This is the mail archive of the gcc-patches@gcc.gnu.org mailing list for the GCC project.

Index Nav:	[Date Index] [Subject Index] [Author Index] [Thread Index]
Message Nav:	[Date Prev] [Date Next]	[Thread Prev] [Thread Next]
Other format:	[Raw text]

Re: [RFC] Make vectorizer to skip loops with small iteration estimate

From: Richard Guenther <rguenther at suse dot de>
To: Jan Hubicka <hubicka at ucw dot cz>
Cc: gcc-patches at gcc dot gnu dot org
Date: Tue, 2 Oct 2012 11:07:52 +0200 (CEST)
Subject: Re: [RFC] Make vectorizer to skip loops with small iteration estimate
References: <20120930111610.GA7097@kam.mff.cuni.cz> <alpine.LNX.2.00.1210011409560.4063@zhemvz.fhfr.qr> <20121001175757.GB11298@kam.mff.cuni.cz>

On Mon, 1 Oct 2012, Jan Hubicka wrote:

> > > 
> > >      So the unvectorized cost is
> > >      SIC * niters
> > > 
> > >      The vectorized path is
> > >      SOC + VIC * ((niters-PL_ITERS-EP_ITERS)/VF) + VOC
> > >      The scalar path of vectorizer loop is
> > >      SIC * niters + SOC
> > 
> > Note that 'th' is used for the runtime profitability check which is
> > done at the time the setup cost has already been taken (yes, we
> 
> Yes, I understand that.
> > probably should make it more conservative but then guard the whole
> > set of loops by the check, not only the vectorized path).
> > See PR53355 for the general issue.
> 
> Yep, we may reduce the cost of SOC by outputting early guard for non-vectorized
> path better than we do now. However...
> > >    Of course this is very simple benchmark, in reality the vectorizatoin can be
> > >    a lot more harmful by complicating more complex control flows.
> > >
> > >    So I guess we have two options
> > >     1) go with the new formula and try to make cost model a bit more realistic.
> > >     2) stay with original formula that is quite close to reality, but I think
> > >        more by an accident.
> > 
> > I think we need to improve it as whole, thus I'd prefer 2).
> 
> ... I do not see why.
> Even if we make the check cheaper we will only distribute part of SOC to vector
> prologues/epilogues.
> 
> Still I think the formula is wrong, I.e. accounting SOC where it should not.
> 
> The cost of scalar path without vectorization is 
>   niters * SIC
> while with vectorization we have scalar path
>   niters * SIC + SOC
> and vector path
>   SOC + VIC * ((niters-PL_ITERS-EP_ITERS)/VF) + VOC
> 
> So SOC cancels out in the runtime check.
> I still think we need two formulas - one determining if vectorization is
> profitable, other specifying the threshold for scalar path at runtime (that
> will generally give lower values).

True, we want two values.  But part of the scalar path right now
is all the computation required for alias and alignment runtime checks
(because the way all the conditions are combined).

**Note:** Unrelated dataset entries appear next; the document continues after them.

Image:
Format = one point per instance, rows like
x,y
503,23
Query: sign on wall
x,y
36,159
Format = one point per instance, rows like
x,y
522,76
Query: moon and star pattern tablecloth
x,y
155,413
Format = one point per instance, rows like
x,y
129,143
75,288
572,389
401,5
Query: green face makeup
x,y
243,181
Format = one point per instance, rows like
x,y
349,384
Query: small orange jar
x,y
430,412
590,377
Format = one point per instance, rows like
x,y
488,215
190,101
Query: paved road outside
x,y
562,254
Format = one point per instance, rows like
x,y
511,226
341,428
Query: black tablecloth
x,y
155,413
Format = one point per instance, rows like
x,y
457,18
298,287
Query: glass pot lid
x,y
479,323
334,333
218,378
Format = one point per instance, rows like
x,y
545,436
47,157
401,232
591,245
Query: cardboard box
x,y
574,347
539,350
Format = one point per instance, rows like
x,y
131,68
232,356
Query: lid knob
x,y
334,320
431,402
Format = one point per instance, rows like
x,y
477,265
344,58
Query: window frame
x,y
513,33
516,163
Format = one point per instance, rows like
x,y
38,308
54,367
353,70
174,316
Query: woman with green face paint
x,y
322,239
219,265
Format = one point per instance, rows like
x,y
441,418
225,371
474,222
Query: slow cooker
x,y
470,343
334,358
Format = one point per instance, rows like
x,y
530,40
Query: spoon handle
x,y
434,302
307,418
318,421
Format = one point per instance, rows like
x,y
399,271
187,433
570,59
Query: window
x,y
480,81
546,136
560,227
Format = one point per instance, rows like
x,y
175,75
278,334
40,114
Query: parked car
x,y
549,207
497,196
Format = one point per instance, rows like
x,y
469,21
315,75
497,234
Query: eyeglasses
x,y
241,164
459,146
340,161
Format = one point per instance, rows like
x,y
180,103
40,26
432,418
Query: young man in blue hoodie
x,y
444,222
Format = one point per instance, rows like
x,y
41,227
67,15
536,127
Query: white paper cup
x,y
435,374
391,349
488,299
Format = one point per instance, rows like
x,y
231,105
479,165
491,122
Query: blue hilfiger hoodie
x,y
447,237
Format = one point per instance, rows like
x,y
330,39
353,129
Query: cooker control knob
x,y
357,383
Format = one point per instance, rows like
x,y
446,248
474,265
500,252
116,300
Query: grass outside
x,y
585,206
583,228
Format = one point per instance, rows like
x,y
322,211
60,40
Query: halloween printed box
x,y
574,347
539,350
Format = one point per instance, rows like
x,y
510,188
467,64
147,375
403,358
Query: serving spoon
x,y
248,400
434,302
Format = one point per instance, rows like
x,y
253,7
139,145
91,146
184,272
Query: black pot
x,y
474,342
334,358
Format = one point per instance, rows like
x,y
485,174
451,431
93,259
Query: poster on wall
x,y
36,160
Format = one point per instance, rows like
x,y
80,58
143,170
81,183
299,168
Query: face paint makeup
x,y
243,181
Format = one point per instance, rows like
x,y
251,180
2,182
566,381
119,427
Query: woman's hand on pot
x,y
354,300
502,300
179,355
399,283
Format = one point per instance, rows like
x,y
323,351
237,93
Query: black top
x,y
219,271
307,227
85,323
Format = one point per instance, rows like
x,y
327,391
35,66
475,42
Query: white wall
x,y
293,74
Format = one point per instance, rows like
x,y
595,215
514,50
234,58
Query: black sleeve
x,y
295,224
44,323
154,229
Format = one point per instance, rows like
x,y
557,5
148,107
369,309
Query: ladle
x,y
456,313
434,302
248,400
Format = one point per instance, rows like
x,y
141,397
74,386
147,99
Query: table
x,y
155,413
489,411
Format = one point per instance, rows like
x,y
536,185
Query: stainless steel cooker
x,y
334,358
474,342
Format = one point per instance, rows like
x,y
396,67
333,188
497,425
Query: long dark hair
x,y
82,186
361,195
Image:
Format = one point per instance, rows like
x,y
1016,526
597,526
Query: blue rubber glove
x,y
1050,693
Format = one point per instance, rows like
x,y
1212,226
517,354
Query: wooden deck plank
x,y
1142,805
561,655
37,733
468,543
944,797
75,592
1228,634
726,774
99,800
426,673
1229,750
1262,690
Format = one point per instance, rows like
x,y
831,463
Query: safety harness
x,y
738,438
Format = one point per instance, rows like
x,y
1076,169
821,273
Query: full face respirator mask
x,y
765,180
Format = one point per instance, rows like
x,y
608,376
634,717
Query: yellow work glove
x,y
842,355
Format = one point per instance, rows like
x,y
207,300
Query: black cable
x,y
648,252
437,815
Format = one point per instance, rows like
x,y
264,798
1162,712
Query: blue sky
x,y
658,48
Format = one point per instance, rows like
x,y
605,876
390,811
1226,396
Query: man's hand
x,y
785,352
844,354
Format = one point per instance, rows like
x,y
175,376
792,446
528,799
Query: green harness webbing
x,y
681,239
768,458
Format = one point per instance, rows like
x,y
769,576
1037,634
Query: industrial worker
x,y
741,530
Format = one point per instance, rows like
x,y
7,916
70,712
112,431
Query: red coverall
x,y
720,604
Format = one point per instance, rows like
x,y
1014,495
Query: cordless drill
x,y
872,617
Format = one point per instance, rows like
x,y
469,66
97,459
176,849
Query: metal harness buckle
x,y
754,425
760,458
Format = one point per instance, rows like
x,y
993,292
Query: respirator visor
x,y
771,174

I'm not much into the details of what we account for in SOC (I suppose
it's everything we insert in the preheader of the vector loop).

+      if (vect_print_dump_info (REPORT_UNVECTORIZED_LOCATIONS))
+        fprintf (vect_dump, "not vectorized: estimated iteration count 
too small.");
+      if (vect_print_dump_info (REPORT_DETAILS))
+        fprintf (vect_dump, "not vectorized: estimated iteration count 
smaller than "
+                 "user specified loop bound parameter or minimum "
+                 "profitable iterations (whichever is more 
conservative).");

this won't work anymore btw - dumping infrastructure changed.

I suppose your patch is a step in the right direction, but to really
make progress we need to re-organize the loop and predicate structure
produced by the vectorizer.

So, please update your patch, re-test and then it's ok.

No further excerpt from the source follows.